The meeting was set for the evening hours. London-based Mossad operatives took up positions outside the hotel to make sure it wasn’t a trap. Goren sat on a couch in the lobby, pretending to read a newspaper as he kept his eye on the entrance. The paper hid from view a photograph he was holding of Ashraf Marwan. Dubi stood off to one side, keeping eye contact with Goren.
They didn’t wait long. At precisely the time they had set with Marwan, he entered the lobby, carrying a black briefcase. Dubi immediately recognized him from the description he’d received: tall, slim, dark. Goren thought he recognized him as well but wanted to be sure. He glanced at the photo and back at the man. The photograph was from Ashraf and Mona’s weddi
ng four years earlier and was clipped from an Egyptian newspaper. Goren hesitated. Another look at the photo, and then again at the man who stood in the lobby, and that was enough. He looked at Dubi and nodded slightly. Marwan stood tense as Dubi walked up to him, extending his hand and smiling.
“MR. MARWAN,” HE said to him quietly in Arabic. “It is a pleasure to meet you. My name is Alex.”
The young Egyptian was visibly surprised by the Arabic. He, too, worried that a trap had been set by the Egyptian Mukhabarat. He replied in English, “Are you Israeli?”
Dubi switched into English as well, confirmed that he was Israeli, and tried to calm the fellow’s nerves. They exchanged a few more words, and Dubi suggested that they go up to a room where they could talk. Marwan nodded his assent. Goren, who was not far from them, took a deep breath of relief when he saw them walk toward the elevator. The initial contact had gone off without a hitch.

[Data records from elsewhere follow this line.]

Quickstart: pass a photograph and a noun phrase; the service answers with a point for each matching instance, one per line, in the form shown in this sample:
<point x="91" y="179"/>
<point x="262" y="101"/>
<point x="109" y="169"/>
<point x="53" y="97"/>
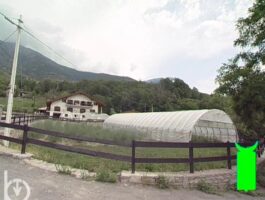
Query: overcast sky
<point x="143" y="39"/>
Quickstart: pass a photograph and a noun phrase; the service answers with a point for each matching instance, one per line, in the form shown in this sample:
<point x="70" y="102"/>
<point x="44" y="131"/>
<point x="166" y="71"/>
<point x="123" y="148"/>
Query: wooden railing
<point x="25" y="119"/>
<point x="133" y="159"/>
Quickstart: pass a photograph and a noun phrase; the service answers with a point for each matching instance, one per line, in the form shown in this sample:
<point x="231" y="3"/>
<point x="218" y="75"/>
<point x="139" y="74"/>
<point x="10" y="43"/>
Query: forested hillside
<point x="117" y="96"/>
<point x="37" y="66"/>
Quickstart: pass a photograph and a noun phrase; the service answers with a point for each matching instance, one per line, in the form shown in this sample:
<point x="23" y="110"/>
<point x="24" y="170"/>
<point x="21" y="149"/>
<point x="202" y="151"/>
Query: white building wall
<point x="76" y="108"/>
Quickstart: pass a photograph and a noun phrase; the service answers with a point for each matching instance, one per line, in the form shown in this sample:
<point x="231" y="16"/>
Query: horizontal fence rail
<point x="191" y="160"/>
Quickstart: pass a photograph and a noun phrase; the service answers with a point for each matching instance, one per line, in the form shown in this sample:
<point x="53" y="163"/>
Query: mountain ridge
<point x="37" y="66"/>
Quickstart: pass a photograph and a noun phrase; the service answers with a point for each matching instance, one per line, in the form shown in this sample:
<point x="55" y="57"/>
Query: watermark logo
<point x="18" y="188"/>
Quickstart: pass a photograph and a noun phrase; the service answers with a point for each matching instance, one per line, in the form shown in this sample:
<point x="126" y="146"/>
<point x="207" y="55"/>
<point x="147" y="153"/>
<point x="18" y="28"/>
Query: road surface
<point x="46" y="185"/>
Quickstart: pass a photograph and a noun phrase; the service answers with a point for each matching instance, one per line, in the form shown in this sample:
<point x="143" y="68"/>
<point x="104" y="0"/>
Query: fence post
<point x="191" y="157"/>
<point x="133" y="157"/>
<point x="24" y="139"/>
<point x="228" y="148"/>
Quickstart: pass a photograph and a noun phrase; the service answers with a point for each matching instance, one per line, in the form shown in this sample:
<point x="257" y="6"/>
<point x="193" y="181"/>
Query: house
<point x="77" y="106"/>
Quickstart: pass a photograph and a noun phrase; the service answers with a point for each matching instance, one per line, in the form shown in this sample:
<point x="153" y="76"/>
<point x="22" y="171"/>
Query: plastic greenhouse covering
<point x="177" y="126"/>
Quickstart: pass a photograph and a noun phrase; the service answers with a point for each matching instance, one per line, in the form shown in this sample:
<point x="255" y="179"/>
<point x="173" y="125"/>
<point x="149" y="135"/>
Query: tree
<point x="243" y="78"/>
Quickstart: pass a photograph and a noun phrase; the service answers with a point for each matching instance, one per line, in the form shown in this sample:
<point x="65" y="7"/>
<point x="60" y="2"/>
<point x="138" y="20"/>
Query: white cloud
<point x="137" y="38"/>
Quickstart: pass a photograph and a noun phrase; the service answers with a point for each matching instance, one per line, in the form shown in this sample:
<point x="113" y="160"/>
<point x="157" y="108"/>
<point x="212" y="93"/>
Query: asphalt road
<point x="46" y="185"/>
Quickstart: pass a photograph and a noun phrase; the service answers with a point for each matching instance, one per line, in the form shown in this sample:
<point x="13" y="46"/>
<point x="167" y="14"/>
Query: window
<point x="57" y="108"/>
<point x="70" y="102"/>
<point x="70" y="109"/>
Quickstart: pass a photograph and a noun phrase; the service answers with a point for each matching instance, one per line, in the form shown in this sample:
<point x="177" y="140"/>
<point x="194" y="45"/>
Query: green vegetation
<point x="92" y="164"/>
<point x="243" y="79"/>
<point x="261" y="174"/>
<point x="162" y="182"/>
<point x="106" y="176"/>
<point x="28" y="105"/>
<point x="206" y="187"/>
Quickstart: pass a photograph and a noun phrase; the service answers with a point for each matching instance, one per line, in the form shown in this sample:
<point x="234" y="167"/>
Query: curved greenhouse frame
<point x="177" y="126"/>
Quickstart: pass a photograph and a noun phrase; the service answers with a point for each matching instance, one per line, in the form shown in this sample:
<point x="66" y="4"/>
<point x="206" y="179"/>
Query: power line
<point x="47" y="46"/>
<point x="36" y="38"/>
<point x="3" y="42"/>
<point x="9" y="36"/>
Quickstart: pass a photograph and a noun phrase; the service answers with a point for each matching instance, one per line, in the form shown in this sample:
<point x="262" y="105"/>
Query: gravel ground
<point x="46" y="185"/>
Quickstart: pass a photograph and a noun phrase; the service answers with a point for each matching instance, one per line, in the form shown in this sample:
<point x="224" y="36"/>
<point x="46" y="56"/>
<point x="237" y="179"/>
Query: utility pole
<point x="12" y="82"/>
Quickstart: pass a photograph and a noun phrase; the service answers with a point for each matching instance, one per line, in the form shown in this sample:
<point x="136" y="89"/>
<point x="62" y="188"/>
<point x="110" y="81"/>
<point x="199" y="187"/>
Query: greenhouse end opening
<point x="177" y="126"/>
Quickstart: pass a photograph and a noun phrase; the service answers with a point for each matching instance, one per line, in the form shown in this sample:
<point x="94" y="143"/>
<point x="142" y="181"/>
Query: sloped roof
<point x="77" y="93"/>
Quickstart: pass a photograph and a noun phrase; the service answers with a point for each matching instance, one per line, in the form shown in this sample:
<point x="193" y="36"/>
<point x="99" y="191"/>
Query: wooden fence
<point x="133" y="145"/>
<point x="25" y="119"/>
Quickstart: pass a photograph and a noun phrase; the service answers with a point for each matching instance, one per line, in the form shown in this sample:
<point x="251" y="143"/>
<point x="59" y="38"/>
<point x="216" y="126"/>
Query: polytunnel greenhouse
<point x="177" y="126"/>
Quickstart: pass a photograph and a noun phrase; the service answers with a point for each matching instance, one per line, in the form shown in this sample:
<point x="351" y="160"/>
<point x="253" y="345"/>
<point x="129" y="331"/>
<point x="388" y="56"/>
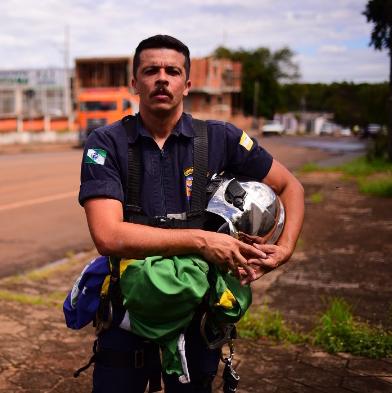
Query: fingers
<point x="252" y="251"/>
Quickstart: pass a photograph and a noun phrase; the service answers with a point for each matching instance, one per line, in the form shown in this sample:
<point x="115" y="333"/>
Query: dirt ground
<point x="344" y="251"/>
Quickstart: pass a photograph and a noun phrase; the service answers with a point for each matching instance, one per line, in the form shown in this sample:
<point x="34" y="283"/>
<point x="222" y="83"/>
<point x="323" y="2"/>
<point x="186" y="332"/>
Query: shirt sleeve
<point x="100" y="169"/>
<point x="244" y="155"/>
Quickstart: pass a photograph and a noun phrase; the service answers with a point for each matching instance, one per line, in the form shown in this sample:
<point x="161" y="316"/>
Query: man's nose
<point x="162" y="77"/>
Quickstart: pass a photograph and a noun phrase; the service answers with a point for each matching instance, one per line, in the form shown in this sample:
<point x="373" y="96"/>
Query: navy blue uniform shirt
<point x="167" y="173"/>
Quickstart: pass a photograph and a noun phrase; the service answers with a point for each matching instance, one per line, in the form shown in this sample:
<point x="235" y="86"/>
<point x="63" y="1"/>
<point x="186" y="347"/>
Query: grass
<point x="374" y="177"/>
<point x="337" y="330"/>
<point x="267" y="323"/>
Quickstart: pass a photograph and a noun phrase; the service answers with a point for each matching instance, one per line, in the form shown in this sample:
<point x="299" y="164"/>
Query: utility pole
<point x="256" y="104"/>
<point x="67" y="81"/>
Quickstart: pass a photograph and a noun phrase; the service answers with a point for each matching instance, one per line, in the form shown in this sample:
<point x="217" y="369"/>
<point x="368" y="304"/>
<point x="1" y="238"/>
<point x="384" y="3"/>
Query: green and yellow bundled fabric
<point x="161" y="296"/>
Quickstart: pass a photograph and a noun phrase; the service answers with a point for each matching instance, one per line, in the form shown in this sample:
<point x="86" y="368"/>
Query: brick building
<point x="216" y="88"/>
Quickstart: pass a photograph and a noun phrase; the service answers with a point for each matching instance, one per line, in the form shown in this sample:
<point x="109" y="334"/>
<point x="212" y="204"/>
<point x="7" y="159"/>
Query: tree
<point x="268" y="69"/>
<point x="379" y="12"/>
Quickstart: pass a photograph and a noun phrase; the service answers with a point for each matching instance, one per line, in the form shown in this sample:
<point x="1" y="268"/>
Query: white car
<point x="273" y="127"/>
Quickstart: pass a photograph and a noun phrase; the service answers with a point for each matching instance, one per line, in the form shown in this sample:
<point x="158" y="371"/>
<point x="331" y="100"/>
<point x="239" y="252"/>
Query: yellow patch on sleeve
<point x="227" y="300"/>
<point x="246" y="141"/>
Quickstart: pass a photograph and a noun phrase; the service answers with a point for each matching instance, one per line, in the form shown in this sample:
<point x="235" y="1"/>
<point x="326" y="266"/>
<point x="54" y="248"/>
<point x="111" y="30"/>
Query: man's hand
<point x="223" y="249"/>
<point x="276" y="255"/>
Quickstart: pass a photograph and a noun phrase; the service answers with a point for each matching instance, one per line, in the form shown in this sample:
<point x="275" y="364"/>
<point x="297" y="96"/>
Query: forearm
<point x="292" y="197"/>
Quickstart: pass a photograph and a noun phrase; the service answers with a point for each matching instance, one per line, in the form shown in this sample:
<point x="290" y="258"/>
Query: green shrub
<point x="338" y="331"/>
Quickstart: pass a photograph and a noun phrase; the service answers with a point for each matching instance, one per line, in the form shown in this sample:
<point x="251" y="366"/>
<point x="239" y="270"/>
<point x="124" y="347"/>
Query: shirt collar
<point x="183" y="126"/>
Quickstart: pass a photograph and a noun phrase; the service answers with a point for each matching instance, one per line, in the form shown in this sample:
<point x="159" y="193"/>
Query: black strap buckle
<point x="227" y="333"/>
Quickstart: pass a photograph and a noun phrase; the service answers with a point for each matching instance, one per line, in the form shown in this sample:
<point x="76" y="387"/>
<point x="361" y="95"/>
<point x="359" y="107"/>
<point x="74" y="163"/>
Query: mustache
<point x="161" y="90"/>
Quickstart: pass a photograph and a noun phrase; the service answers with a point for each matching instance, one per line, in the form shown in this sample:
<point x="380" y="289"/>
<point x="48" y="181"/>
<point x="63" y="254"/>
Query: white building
<point x="34" y="92"/>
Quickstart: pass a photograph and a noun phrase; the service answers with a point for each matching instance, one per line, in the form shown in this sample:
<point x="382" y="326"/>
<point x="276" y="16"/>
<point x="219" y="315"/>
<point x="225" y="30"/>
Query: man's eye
<point x="173" y="71"/>
<point x="150" y="71"/>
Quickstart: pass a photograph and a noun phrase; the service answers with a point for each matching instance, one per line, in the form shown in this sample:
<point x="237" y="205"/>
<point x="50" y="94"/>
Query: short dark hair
<point x="162" y="41"/>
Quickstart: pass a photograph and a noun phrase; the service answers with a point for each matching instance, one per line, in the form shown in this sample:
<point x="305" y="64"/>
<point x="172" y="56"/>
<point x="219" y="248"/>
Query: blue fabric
<point x="165" y="175"/>
<point x="81" y="303"/>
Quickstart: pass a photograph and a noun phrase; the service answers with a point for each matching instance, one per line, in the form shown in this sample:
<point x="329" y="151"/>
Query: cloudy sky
<point x="330" y="38"/>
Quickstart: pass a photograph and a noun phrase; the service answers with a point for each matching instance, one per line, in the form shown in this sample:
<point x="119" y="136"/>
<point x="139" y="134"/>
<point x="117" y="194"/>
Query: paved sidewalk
<point x="39" y="354"/>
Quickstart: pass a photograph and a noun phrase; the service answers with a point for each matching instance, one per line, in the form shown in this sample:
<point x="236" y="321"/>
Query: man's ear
<point x="188" y="85"/>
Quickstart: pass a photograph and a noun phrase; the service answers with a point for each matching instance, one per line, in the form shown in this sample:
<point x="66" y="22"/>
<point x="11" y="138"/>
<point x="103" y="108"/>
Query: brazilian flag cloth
<point x="161" y="296"/>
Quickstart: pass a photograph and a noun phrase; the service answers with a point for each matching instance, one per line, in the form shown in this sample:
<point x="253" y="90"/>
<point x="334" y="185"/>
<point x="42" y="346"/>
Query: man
<point x="165" y="135"/>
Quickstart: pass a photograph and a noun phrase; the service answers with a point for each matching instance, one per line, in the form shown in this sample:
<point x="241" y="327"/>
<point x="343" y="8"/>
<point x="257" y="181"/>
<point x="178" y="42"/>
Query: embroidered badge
<point x="246" y="141"/>
<point x="188" y="173"/>
<point x="188" y="186"/>
<point x="95" y="156"/>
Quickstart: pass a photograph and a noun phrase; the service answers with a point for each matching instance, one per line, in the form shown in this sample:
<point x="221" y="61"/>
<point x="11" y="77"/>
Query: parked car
<point x="273" y="127"/>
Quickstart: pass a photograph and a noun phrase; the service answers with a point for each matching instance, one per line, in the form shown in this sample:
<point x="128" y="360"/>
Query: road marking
<point x="37" y="201"/>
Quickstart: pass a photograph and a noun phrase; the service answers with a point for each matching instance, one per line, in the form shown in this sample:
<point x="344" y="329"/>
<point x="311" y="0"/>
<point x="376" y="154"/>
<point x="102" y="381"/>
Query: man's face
<point x="161" y="80"/>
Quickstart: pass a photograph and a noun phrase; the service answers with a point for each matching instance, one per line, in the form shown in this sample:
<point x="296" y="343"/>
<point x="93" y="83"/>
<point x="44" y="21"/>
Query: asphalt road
<point x="41" y="220"/>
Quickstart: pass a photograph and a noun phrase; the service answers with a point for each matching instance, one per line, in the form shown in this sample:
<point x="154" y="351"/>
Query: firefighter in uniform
<point x="165" y="136"/>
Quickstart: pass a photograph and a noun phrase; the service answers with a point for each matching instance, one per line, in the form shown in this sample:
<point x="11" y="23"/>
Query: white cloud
<point x="330" y="38"/>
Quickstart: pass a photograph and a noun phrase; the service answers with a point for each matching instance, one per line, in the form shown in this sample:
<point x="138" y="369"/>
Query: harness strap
<point x="200" y="167"/>
<point x="134" y="168"/>
<point x="133" y="211"/>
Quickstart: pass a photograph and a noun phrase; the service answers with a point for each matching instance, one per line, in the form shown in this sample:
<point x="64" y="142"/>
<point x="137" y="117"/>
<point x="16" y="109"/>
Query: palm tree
<point x="379" y="12"/>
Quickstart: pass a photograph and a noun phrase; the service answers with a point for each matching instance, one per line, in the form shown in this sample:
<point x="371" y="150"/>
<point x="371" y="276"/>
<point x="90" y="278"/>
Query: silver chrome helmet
<point x="244" y="208"/>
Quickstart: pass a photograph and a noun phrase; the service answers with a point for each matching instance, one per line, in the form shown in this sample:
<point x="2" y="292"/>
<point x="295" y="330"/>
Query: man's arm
<point x="291" y="193"/>
<point x="112" y="236"/>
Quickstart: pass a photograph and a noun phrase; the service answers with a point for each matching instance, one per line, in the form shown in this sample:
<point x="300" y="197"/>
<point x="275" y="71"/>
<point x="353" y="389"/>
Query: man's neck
<point x="160" y="125"/>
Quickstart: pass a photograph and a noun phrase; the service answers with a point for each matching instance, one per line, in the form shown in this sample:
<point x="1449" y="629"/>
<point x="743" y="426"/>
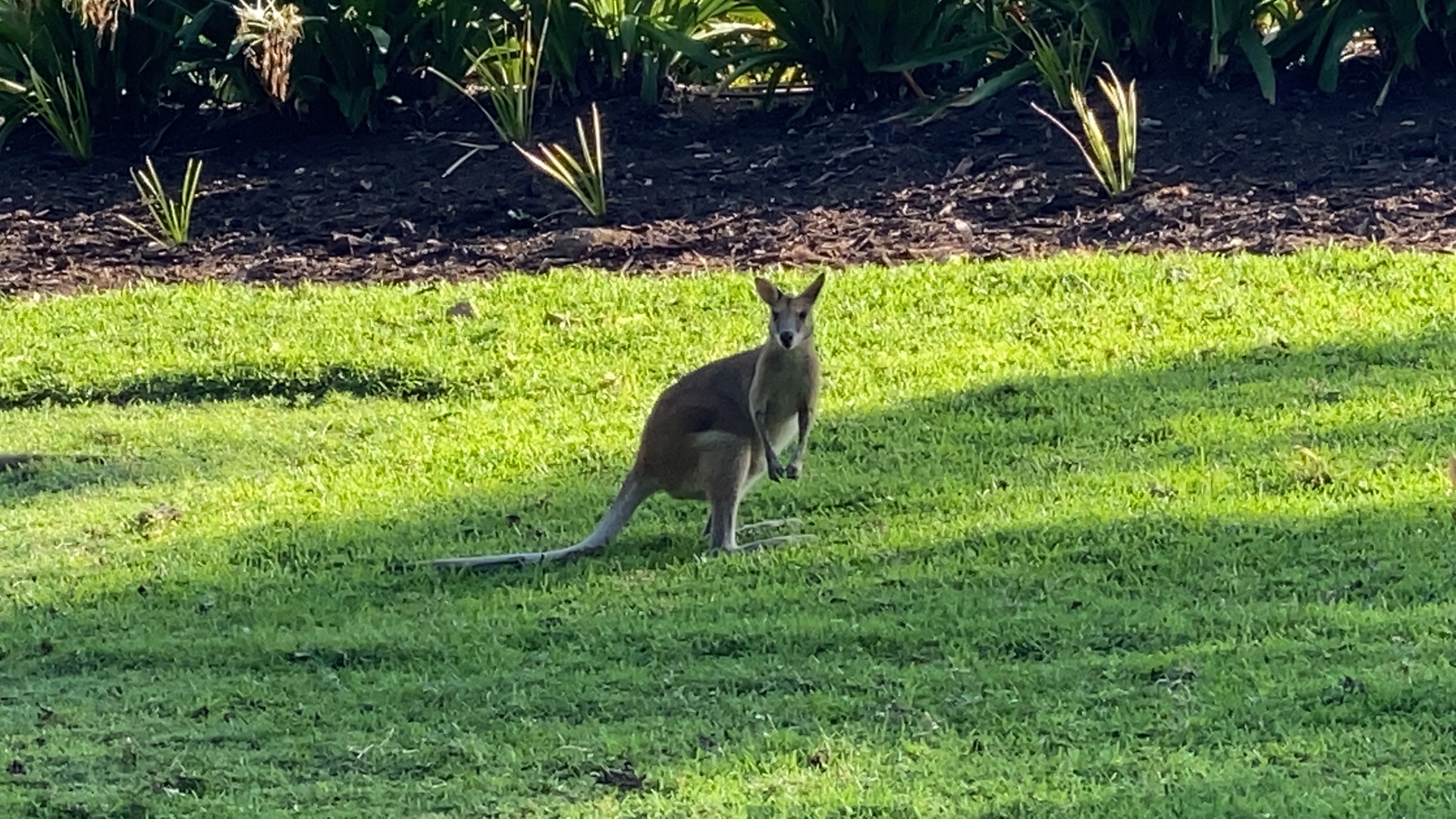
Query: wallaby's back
<point x="715" y="431"/>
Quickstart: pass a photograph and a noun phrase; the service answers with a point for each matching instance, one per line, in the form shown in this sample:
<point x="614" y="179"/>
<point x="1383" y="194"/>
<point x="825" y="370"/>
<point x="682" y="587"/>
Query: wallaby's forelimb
<point x="632" y="493"/>
<point x="762" y="428"/>
<point x="797" y="465"/>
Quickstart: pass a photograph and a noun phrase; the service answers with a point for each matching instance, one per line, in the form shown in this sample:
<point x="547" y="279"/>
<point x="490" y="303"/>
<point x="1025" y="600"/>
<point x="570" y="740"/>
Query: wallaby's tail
<point x="632" y="493"/>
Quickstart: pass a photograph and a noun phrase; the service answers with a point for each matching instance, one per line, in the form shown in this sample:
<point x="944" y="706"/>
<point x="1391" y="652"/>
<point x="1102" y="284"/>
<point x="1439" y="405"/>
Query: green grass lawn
<point x="1097" y="537"/>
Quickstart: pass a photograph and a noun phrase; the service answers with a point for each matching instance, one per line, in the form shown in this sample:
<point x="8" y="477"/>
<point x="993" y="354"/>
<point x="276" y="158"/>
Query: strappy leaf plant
<point x="174" y="218"/>
<point x="1114" y="168"/>
<point x="584" y="178"/>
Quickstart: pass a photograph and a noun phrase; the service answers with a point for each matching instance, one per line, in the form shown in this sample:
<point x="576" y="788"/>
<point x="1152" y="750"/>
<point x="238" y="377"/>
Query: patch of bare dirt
<point x="711" y="184"/>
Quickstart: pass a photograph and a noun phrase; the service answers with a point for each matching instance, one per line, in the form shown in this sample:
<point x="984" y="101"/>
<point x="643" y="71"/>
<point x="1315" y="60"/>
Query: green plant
<point x="858" y="49"/>
<point x="1120" y="602"/>
<point x="623" y="46"/>
<point x="585" y="178"/>
<point x="1114" y="169"/>
<point x="1063" y="66"/>
<point x="510" y="74"/>
<point x="174" y="218"/>
<point x="60" y="104"/>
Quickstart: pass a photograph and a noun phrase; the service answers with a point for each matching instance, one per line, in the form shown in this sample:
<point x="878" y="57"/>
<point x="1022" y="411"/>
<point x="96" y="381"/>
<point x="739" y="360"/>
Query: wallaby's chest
<point x="783" y="385"/>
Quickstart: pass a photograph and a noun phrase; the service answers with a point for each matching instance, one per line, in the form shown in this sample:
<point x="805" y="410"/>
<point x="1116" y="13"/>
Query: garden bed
<point x="710" y="184"/>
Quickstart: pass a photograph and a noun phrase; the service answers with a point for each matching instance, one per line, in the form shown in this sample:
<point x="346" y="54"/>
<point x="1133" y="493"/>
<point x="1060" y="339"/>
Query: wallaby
<point x="715" y="431"/>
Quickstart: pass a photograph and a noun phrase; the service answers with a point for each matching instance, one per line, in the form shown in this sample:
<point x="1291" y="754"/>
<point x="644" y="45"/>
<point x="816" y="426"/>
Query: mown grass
<point x="1098" y="537"/>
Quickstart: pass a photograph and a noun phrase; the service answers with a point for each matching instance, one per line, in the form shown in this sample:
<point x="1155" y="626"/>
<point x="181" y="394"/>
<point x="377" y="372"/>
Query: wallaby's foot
<point x="770" y="542"/>
<point x="775" y="469"/>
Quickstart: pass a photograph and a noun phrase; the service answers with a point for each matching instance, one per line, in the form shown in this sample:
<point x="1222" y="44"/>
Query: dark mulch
<point x="710" y="184"/>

Up in the room, Marwan felt considerably more at ease and led the conversation. He asked Dubi if he knew who he was. Dubi had been around long enough to know that he didn’t need to reveal everything he knew. Marwan began describing himself at length, his public stature, his marriage to Mona, his relationship with Nasser and Sadat, and the fact that he worked in the information bureau in the President’s Office under Sami Sharaf. Dubi tried to commit every detail to memory.
Marwan explained his role at work, slightly overstating his importance. For Dubi, the more interesting question was not Marwan’s status or his relationship with Nasser’s successor, but what kind of information crossed his desk. He raised the point carefully and politely. Marwan smiled, almost boastfully. He explained that the most important information in all of Egypt was concentrated in the hands of Sami Sharaf. Dubi asked him to be more specific. Was it political information? Military or diplomatic? Relations with the Soviets? Marwan had been waiting for the question. Picking up his suitcase, he produced a number of pages of handwritten Arabic and told Dubi that he was handing over, as a kind of down payment, something of great interest to Israel. He began reading aloud. Dubi, who had some understanding of military affairs, realized that Marwan was giving over details from a top-secret memorandum cataloging the Order of Battle (OB) of the entire Egyptian military. Dubi began quickly writing down the details of units, their location, commanders, and equipment at their disposal. Occasionally he would stop to ask Marwan to clarify one point or another. When Marwan finished reading, the Mossad officer looked over the list. It was incredible.